When I first heard about the One-Star Reviews movement, I immediately began to think of bad things that I found merit in. This wasn’t a hard task — my favorite “getting to know someone” question is “what do your friends with ‘good taste’ hate that you like?” My answer is frozen vegetables straight from the bag.
So I began to make a list. I thought of chip crumbs and the kind of signature you get when your pen runs out of ink. The “buffering” symbol and mint flavored toothpicks. Finally I settled on something: these gloves that they sell in bins at Target. I began to write my post, constructing a persona that was a little bit like me but more so not. She was … more gregarious I’d say? I guess she’s still being built. But then I stopped — the words were flowing and I was having a blast, but I couldn’t finish; I still haven’t posted my response in the subreddit. Every day I think maybe I’ll do it, and then find an excuse to put it off a little longer as I read through new posts. I think maybe I’m saving it for a really rainy day because it’ll give me an excuse to do something creative. Since I began to understand the implications that starting on social media and the internet so early will have on the rest of my life (helllooooo Instagram addiction), I’ve been worried I’ve been losing creative parts of myself that are now taken up with scrolling through feeds and reading celebrity gossip as it happens. E-Lit has — and is — showing me a way to still hone my creativity while not sacrificing involvement in these platforms. I really cherish it. There’s also the possibility that I’m nervous to publish on a platform that I’m new to. I respect the authors and their creativity and am not quite sure how to jump in.
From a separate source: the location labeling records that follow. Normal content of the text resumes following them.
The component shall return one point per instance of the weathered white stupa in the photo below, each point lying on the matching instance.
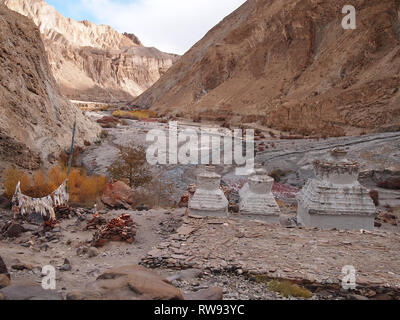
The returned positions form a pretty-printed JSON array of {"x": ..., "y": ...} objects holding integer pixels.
[
  {"x": 256, "y": 199},
  {"x": 208, "y": 200},
  {"x": 335, "y": 198}
]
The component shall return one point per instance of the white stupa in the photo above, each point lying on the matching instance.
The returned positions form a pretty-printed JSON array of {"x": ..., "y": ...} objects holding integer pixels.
[
  {"x": 256, "y": 199},
  {"x": 208, "y": 200},
  {"x": 335, "y": 198}
]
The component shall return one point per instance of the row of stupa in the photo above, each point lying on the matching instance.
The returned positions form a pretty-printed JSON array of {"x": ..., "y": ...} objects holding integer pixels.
[{"x": 333, "y": 199}]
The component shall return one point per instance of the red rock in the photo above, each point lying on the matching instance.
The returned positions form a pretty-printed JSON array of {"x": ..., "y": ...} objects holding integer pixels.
[{"x": 118, "y": 195}]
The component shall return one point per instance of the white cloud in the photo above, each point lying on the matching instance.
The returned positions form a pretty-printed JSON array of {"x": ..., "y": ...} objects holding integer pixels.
[{"x": 169, "y": 25}]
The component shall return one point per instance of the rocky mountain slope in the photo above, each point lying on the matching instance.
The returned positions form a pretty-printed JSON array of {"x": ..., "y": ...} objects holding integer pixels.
[
  {"x": 290, "y": 65},
  {"x": 35, "y": 119},
  {"x": 94, "y": 62}
]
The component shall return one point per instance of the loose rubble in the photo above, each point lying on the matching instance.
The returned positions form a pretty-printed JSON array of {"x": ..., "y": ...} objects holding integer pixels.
[{"x": 118, "y": 229}]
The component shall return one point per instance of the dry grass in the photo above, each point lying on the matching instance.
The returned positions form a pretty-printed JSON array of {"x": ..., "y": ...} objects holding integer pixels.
[
  {"x": 135, "y": 114},
  {"x": 288, "y": 289},
  {"x": 83, "y": 189}
]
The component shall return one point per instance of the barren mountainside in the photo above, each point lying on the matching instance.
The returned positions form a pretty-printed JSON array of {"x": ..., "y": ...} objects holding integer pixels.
[
  {"x": 35, "y": 119},
  {"x": 290, "y": 65},
  {"x": 94, "y": 62}
]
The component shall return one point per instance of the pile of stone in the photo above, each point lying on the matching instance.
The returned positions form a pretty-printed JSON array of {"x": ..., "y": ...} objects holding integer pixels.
[
  {"x": 119, "y": 229},
  {"x": 4, "y": 275},
  {"x": 95, "y": 222},
  {"x": 11, "y": 229},
  {"x": 66, "y": 212}
]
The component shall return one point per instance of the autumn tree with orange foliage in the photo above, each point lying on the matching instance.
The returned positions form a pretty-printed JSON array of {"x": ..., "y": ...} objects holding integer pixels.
[{"x": 83, "y": 189}]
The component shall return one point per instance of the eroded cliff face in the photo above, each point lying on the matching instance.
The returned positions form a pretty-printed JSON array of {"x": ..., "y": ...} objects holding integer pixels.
[
  {"x": 290, "y": 65},
  {"x": 36, "y": 121},
  {"x": 92, "y": 62}
]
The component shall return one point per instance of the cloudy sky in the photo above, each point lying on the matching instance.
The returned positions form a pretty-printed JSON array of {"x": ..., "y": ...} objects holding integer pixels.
[{"x": 169, "y": 25}]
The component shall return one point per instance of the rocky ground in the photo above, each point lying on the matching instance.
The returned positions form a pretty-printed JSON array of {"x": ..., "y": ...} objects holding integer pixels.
[
  {"x": 211, "y": 258},
  {"x": 67, "y": 248}
]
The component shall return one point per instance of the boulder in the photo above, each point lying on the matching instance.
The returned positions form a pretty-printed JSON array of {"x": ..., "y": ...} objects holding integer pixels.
[
  {"x": 3, "y": 267},
  {"x": 4, "y": 203},
  {"x": 118, "y": 195},
  {"x": 14, "y": 230},
  {"x": 128, "y": 283},
  {"x": 4, "y": 281}
]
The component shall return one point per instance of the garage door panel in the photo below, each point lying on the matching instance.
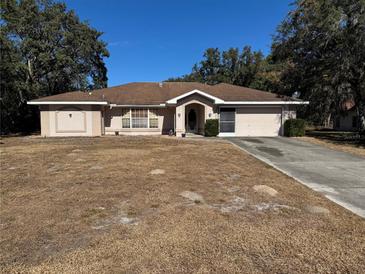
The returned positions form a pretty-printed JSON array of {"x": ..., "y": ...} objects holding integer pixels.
[
  {"x": 70, "y": 121},
  {"x": 257, "y": 121}
]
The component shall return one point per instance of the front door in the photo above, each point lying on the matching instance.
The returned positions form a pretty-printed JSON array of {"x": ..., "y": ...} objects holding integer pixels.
[{"x": 192, "y": 123}]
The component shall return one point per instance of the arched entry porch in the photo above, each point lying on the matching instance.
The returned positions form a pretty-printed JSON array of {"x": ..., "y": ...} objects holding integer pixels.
[{"x": 194, "y": 118}]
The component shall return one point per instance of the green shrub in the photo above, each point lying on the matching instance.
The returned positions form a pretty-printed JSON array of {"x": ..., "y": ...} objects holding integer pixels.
[
  {"x": 294, "y": 127},
  {"x": 211, "y": 127}
]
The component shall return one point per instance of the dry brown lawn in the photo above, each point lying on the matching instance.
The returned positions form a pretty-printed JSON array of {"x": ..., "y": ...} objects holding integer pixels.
[
  {"x": 91, "y": 205},
  {"x": 344, "y": 147}
]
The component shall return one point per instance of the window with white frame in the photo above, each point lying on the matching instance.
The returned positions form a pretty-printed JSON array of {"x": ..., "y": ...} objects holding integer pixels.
[
  {"x": 139, "y": 118},
  {"x": 126, "y": 118},
  {"x": 153, "y": 118}
]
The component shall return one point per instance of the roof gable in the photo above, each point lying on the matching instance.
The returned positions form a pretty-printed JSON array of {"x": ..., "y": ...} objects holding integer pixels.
[{"x": 216, "y": 100}]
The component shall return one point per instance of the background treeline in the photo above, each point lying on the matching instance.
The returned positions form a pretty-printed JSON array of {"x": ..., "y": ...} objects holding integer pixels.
[
  {"x": 318, "y": 52},
  {"x": 45, "y": 50}
]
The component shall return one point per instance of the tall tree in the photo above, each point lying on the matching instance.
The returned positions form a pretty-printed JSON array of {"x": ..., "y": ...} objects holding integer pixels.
[
  {"x": 323, "y": 43},
  {"x": 45, "y": 50}
]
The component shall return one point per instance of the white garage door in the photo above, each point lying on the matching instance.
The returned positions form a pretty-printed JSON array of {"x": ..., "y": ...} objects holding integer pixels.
[{"x": 258, "y": 121}]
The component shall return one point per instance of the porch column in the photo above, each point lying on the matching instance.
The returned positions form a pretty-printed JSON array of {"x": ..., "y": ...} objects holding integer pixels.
[{"x": 180, "y": 120}]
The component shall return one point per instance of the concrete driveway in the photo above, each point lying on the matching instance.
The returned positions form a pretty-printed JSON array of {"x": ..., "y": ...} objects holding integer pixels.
[{"x": 339, "y": 176}]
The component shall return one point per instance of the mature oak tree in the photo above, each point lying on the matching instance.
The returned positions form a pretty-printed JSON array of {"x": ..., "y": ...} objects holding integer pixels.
[
  {"x": 45, "y": 50},
  {"x": 322, "y": 43}
]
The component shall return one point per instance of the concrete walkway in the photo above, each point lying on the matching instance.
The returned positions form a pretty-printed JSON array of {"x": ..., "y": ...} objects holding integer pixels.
[{"x": 339, "y": 176}]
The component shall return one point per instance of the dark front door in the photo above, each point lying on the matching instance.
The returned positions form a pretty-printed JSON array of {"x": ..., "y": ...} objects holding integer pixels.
[{"x": 192, "y": 121}]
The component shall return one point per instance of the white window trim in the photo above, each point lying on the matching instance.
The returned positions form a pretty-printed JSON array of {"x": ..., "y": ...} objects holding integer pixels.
[{"x": 148, "y": 120}]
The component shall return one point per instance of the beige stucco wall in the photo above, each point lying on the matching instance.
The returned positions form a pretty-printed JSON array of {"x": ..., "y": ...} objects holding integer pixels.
[
  {"x": 78, "y": 120},
  {"x": 113, "y": 122}
]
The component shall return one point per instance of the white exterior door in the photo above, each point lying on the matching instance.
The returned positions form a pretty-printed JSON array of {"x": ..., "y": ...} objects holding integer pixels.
[{"x": 258, "y": 121}]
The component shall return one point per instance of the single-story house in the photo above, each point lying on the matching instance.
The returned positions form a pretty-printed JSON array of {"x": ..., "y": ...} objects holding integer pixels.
[
  {"x": 162, "y": 108},
  {"x": 347, "y": 120}
]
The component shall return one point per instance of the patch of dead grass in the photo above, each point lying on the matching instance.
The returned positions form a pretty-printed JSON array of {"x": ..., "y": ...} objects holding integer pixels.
[{"x": 57, "y": 215}]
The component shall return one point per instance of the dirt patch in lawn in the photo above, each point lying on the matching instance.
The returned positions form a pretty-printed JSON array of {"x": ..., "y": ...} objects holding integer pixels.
[
  {"x": 344, "y": 147},
  {"x": 109, "y": 213}
]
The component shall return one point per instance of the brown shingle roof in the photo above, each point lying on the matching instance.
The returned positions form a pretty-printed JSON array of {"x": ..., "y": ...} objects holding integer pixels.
[{"x": 147, "y": 93}]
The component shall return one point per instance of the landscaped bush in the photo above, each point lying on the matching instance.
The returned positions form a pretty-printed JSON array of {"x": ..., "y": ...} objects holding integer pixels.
[
  {"x": 211, "y": 127},
  {"x": 294, "y": 127}
]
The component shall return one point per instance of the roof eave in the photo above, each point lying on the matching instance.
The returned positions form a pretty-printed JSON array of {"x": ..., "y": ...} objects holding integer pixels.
[{"x": 67, "y": 103}]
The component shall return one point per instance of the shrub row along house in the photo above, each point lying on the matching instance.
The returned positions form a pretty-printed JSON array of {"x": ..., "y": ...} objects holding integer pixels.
[{"x": 161, "y": 108}]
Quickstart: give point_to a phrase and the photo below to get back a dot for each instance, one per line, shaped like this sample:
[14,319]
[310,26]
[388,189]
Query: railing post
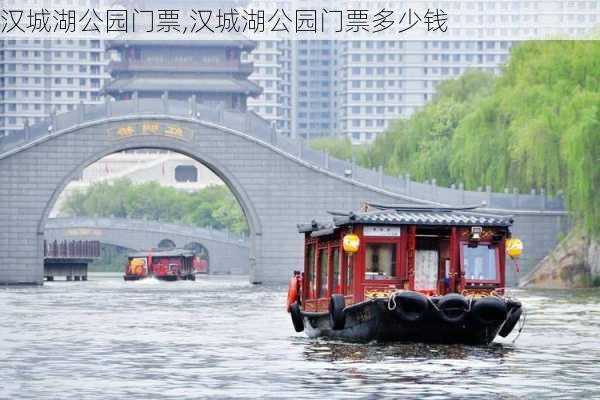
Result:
[81,111]
[27,131]
[53,121]
[165,101]
[193,105]
[543,195]
[107,106]
[136,99]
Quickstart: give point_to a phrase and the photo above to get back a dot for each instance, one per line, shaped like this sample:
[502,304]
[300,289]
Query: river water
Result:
[220,337]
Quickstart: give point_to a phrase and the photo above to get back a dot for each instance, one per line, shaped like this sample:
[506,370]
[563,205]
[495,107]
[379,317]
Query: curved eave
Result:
[240,43]
[183,86]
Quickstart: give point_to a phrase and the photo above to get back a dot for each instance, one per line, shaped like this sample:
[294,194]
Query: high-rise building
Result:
[273,71]
[211,70]
[356,88]
[38,77]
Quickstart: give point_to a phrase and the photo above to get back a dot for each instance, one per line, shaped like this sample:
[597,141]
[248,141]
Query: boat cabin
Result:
[171,264]
[432,250]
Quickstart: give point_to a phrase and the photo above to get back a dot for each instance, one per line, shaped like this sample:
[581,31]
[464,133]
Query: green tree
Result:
[214,206]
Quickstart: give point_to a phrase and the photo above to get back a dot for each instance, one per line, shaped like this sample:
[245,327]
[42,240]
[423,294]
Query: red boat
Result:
[168,265]
[406,273]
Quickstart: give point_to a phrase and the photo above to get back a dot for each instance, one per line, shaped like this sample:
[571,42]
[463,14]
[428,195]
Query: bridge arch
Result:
[177,146]
[166,244]
[199,249]
[275,184]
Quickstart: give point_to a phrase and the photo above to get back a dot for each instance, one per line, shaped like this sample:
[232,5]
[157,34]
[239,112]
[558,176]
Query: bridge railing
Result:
[143,225]
[72,249]
[251,124]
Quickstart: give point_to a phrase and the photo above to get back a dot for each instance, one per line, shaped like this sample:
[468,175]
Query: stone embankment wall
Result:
[574,263]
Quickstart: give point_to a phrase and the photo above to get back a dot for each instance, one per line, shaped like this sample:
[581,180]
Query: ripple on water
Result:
[220,337]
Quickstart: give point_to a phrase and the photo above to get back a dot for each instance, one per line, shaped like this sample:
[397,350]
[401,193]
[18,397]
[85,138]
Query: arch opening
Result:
[210,206]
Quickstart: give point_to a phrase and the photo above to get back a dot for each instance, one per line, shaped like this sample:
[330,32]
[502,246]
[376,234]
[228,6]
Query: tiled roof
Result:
[410,215]
[425,217]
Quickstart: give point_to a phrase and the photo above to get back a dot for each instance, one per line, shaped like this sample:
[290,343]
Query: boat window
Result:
[350,275]
[311,278]
[426,269]
[335,257]
[380,261]
[480,263]
[322,273]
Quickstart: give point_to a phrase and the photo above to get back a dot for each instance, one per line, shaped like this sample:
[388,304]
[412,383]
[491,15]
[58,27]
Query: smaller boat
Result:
[406,273]
[168,265]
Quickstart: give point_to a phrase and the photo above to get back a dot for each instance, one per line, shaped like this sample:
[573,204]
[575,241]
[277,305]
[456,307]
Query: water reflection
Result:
[220,337]
[326,350]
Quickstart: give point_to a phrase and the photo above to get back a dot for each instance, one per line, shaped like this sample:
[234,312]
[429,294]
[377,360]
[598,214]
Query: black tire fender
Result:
[411,306]
[489,310]
[453,308]
[337,315]
[513,317]
[297,318]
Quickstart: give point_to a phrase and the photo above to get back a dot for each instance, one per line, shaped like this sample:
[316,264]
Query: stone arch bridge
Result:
[227,253]
[277,181]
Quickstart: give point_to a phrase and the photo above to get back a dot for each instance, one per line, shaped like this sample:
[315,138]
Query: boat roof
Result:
[163,253]
[407,214]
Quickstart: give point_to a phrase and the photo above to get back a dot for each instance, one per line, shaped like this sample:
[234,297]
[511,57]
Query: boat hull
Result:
[372,320]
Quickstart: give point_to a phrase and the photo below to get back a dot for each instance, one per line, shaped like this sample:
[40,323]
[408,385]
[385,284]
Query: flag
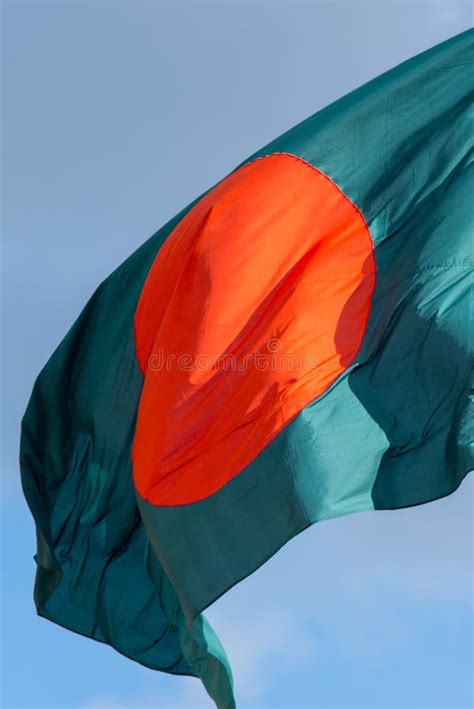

When I first read through the posts already uploaded on the One-Star Reviews subreddit I laughed, and I became a little more convinced of value in the often un-loveable. When someone next to me in class also started to laugh while reading the reviews and we began to chat about them I was even more convinced. Basically, we’re using the internet to find possibly-fake value in real life things. And that’s so neat.
We often utilize e-lit to tackle tough subjects traditional literature wouldn’t allow an ideal platform for (i.e. the problem with celebrity, filter bubbles, growing up on a computer), here I see it working in a new light for the first time, bringing people together in real time and making them (literally) laugh out loud.
I love #e-lit, catch me on the next Netprov.